REPUBLIKA.CO.ID, YOGYAKARTA -- Pimpinan Wilayah Muhammadiyah (PWM) DIY kembali menerjunkan ratusan dai untuk berdakwah selama Ramadhan di beberapa wilayah di DIY dan Jawa Tengah.
Sebanyak 327 da'i baik laki-laki maupun perempuan ikut dalam program Muballigh Hijrah dari PWM tersebut. Anggota Majelis Tarjih PWM DIY Bustami Subhan mengatakan, ratusan da'i yang dikirim ke daerah ini berasal dari beberapa perguruan tinggi Muhammadiyah (PTM) dan kelompok mubaligh di DIY.
"Mereka kita terjunkan ke lima kabupaten/kota di DIY dan tiga kabupaten di Jawa Tengah," ujarnya, Jumat (5/6). Lima kabupaten/Kota di DIY yaitu, Kota Yogyakarta, Kabupaten Sleman, Kulonprogo, Gunungkidul dan Bantul. Sedangkan Jawa Tengah meliputi Kabupaten Batang, Brebes dan Bumiayu.
Para dai ini kata dia, berasal dari mahasiswa Universitas Muhammadiyah Yogyakarta (UMY) sebanyak 186 orang, Universitas Ahmad Dahlan (UAD) 12 orang,
Stikes Aisyiyah 5 orang serta 11 orang dari Kelompok Muballigh Ikatan Mahasiswa Muhammadiyah (KM3) kota Yogyakarta, 50 orang dari alumni Pendidikan Mujahid Dakwah Muhammadiyah (PMDM), dan 63 orang dari Pendidikan Ulama Tarjih Muhammadiyah (PUTM).
Para dai ini diberikan pembekalan khusus sebelum diberangkatkan ke daerah masing-masing. Pembekalan dilakukan di UMY sejak Kamis (4/7) hingga Sabtu (6/7). Mereka diterjunkan ke daerah masing-masing pada Ahad (7/7) mendatang.
Sementara itu Wakil Ketua Majelis Tabligh Pimpinan Pusat Muhammadiyah Agus Taufiqurrahman, dalam pembekalan dai tersebut meminta para dai muda Muhammadiyah ini bisa melakukan syiar Islam dengan ikhlas dan dimulai dari diri sendiri.
“Jangan hanya bermodal keyakinan, bisa ini bisa itu, mahir retorika, atau sebagainya. Tapi juga harus tetap ikhlas, dan bersandar pada Allah SWT,” ujarnya. Menurutnya, kegiatan dakwah akan berhasil jika dimulai dari diri sendiri terlebih dahulu.
“Kalau jadi da’i, katakan ‘saya adalah santri pertama saya’. Jadi guru atau dosen, katakan juga ‘saya adalah murid atau mahasiswa pertama saya’. Dengan begitu, orang lain akan menerima apa yang kita sampaikan, karena apa yang kita sampaikan sejalan dengan perbuatan kita,” paparnya.

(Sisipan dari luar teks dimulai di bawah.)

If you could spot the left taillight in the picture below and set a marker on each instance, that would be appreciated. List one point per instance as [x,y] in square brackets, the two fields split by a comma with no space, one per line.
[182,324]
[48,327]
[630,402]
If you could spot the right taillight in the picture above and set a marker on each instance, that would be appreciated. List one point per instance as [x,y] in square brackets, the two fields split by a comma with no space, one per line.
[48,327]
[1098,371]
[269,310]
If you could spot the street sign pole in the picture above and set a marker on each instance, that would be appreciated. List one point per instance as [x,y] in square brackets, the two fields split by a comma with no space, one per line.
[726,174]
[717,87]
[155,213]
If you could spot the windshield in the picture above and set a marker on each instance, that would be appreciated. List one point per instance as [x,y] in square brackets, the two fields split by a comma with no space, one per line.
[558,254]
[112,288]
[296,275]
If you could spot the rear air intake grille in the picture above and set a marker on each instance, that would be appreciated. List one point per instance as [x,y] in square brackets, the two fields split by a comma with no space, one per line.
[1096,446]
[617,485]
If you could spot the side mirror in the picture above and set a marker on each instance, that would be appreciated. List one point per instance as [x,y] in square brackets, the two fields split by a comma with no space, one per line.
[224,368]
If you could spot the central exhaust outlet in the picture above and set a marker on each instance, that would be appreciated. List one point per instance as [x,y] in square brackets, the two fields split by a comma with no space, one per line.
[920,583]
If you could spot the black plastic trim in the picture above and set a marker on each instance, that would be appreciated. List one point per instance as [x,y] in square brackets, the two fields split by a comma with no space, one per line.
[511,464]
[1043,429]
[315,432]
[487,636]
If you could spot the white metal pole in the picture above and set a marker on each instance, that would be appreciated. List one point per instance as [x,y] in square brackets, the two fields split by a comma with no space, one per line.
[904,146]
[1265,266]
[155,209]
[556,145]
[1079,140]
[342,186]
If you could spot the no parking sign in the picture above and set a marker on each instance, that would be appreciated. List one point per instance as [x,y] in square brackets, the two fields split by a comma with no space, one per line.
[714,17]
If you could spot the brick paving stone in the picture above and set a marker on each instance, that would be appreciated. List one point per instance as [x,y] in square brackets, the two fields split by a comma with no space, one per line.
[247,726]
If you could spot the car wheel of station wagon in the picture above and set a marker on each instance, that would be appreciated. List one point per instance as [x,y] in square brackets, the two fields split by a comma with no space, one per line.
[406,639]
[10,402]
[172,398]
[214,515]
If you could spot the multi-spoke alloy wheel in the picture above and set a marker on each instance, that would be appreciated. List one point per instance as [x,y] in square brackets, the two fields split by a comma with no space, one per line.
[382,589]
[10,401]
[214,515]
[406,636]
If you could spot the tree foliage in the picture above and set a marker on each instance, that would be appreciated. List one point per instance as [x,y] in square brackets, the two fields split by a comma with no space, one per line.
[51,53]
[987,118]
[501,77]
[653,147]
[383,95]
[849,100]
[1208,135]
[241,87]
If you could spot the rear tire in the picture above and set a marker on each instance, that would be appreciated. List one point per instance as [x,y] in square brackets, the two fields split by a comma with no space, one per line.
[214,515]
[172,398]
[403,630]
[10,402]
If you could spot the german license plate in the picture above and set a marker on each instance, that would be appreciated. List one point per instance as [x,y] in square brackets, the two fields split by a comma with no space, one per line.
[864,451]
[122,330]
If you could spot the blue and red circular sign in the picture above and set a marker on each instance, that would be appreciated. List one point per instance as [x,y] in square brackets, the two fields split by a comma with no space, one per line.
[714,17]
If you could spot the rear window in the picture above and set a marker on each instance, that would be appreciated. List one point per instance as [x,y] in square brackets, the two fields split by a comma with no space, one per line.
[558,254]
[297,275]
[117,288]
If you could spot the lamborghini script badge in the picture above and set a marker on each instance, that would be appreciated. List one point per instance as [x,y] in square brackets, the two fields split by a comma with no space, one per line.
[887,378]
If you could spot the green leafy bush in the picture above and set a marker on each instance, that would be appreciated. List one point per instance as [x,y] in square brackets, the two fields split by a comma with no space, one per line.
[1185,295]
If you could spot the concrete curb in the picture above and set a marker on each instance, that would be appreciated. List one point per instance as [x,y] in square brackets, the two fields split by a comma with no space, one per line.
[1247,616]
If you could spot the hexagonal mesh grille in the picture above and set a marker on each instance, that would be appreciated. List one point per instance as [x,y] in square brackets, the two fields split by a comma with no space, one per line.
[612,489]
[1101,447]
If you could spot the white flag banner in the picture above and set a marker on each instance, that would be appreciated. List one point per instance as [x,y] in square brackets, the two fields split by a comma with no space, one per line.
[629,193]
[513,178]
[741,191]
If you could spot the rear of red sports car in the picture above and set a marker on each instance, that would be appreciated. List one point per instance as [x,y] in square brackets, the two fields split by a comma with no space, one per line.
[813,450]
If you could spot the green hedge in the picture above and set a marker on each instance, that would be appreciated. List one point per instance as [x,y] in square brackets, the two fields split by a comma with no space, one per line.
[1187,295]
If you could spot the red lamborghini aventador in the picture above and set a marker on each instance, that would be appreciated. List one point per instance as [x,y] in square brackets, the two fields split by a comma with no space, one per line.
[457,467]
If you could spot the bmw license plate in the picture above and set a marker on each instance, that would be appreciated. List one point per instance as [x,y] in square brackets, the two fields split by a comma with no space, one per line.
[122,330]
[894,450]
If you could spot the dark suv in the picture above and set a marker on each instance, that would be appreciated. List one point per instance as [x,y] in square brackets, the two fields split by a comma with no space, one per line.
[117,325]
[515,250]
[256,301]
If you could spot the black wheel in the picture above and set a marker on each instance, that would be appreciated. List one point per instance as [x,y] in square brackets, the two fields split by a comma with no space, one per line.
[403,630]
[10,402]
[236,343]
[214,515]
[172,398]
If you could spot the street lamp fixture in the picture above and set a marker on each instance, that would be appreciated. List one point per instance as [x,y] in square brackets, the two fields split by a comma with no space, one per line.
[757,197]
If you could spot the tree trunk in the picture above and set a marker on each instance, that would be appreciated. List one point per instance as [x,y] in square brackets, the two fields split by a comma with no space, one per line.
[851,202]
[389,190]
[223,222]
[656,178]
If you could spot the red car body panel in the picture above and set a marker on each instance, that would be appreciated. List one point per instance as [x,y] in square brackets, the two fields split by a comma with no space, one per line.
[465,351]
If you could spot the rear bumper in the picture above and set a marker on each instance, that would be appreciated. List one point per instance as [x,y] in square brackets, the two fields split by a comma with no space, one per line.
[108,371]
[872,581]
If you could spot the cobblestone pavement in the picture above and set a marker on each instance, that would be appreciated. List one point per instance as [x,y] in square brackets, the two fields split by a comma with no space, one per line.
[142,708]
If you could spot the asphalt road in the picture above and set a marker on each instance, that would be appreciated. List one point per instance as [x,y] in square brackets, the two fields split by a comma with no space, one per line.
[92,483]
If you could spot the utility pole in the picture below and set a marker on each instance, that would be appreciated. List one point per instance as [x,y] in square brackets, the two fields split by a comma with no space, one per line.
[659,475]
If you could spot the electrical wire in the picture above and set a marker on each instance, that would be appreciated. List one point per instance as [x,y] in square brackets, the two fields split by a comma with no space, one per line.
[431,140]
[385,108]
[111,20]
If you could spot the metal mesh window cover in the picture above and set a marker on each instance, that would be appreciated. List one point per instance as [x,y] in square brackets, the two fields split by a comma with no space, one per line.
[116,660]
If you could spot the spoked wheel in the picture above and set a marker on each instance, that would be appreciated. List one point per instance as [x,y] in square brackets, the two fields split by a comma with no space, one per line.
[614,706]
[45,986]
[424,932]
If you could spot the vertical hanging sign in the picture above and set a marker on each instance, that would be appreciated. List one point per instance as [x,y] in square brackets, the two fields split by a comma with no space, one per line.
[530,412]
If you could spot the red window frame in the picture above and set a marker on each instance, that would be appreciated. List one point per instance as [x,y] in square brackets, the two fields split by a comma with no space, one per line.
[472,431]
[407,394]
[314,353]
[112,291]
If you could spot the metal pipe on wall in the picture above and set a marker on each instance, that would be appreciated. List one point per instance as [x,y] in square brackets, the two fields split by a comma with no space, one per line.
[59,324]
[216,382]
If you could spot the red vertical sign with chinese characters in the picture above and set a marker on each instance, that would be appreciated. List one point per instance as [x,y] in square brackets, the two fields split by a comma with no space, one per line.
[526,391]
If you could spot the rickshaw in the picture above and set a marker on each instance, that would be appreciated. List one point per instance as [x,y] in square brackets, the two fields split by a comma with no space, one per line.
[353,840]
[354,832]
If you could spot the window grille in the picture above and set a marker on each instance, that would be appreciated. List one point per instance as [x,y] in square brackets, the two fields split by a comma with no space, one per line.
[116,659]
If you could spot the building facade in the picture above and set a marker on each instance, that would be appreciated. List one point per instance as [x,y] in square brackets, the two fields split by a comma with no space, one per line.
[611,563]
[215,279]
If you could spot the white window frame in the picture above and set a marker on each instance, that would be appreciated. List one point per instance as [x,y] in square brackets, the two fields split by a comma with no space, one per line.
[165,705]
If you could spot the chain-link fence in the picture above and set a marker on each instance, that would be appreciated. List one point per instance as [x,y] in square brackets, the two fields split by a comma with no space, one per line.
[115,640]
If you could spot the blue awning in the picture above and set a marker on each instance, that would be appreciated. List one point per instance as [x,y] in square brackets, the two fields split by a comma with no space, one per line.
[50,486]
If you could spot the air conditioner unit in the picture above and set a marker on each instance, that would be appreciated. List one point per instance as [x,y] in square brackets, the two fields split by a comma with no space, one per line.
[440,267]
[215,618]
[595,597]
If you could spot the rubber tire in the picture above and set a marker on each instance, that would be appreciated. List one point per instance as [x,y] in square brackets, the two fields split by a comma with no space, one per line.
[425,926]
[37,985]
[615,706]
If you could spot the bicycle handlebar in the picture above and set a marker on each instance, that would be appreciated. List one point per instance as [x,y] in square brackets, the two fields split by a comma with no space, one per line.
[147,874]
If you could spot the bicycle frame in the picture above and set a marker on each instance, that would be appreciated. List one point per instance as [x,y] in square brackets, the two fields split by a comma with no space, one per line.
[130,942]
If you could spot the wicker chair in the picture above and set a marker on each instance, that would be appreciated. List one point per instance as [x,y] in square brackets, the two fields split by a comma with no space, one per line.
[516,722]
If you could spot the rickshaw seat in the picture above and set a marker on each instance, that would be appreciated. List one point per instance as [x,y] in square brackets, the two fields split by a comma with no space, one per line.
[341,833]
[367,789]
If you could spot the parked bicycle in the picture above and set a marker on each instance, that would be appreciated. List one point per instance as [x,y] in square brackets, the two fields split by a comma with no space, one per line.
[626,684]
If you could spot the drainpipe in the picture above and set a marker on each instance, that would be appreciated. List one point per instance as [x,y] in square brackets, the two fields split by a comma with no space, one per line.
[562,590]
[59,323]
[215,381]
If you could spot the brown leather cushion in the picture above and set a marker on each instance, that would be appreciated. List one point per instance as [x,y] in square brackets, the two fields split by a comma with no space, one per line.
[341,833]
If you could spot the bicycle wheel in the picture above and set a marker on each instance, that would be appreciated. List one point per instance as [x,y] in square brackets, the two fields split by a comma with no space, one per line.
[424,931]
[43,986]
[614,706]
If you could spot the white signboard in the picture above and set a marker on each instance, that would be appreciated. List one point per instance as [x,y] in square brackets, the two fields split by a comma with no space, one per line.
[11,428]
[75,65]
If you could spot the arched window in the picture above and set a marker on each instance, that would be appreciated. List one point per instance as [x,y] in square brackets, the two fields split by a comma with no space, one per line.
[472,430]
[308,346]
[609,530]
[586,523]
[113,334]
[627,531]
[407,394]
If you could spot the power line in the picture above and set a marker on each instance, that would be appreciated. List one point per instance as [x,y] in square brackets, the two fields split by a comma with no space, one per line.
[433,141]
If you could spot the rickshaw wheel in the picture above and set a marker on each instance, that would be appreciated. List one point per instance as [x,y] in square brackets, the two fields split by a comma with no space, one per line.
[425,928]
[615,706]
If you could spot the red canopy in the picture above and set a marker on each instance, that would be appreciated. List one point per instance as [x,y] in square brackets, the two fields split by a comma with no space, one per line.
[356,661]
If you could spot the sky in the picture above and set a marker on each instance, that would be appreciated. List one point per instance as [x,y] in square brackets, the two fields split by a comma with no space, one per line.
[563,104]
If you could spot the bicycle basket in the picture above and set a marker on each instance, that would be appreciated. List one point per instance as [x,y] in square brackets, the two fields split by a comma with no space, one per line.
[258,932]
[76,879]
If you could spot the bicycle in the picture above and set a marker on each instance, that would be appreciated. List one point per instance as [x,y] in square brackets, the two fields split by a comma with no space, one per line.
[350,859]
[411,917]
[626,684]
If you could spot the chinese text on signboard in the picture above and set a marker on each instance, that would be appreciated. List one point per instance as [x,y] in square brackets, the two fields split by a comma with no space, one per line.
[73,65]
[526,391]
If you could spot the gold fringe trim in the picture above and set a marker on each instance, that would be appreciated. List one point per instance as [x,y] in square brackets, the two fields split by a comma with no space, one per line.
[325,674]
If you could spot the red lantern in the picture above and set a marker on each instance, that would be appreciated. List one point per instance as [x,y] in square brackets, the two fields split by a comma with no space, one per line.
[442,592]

Agus juga mencontohkan bahwa saat ini, kegiatan keagamaan atau dakwah yang mestinya transformasional telah berubah menjadi transaksional.
“Sekarang banyak yang mengkritik muballigh-muballigh seleb, yang memiliki manajemen. Karena kalau mau mengundang mereka, ternyata membutuhkan biaya yang tidak sedikit. Jadi mungkin inilah yang dikatakan orang sebagai dakwah Amar Ma’ruf Nahi Mungkar, berubah jadi Amar Ma’ruf Nyambi Mungkar,” ujarnya.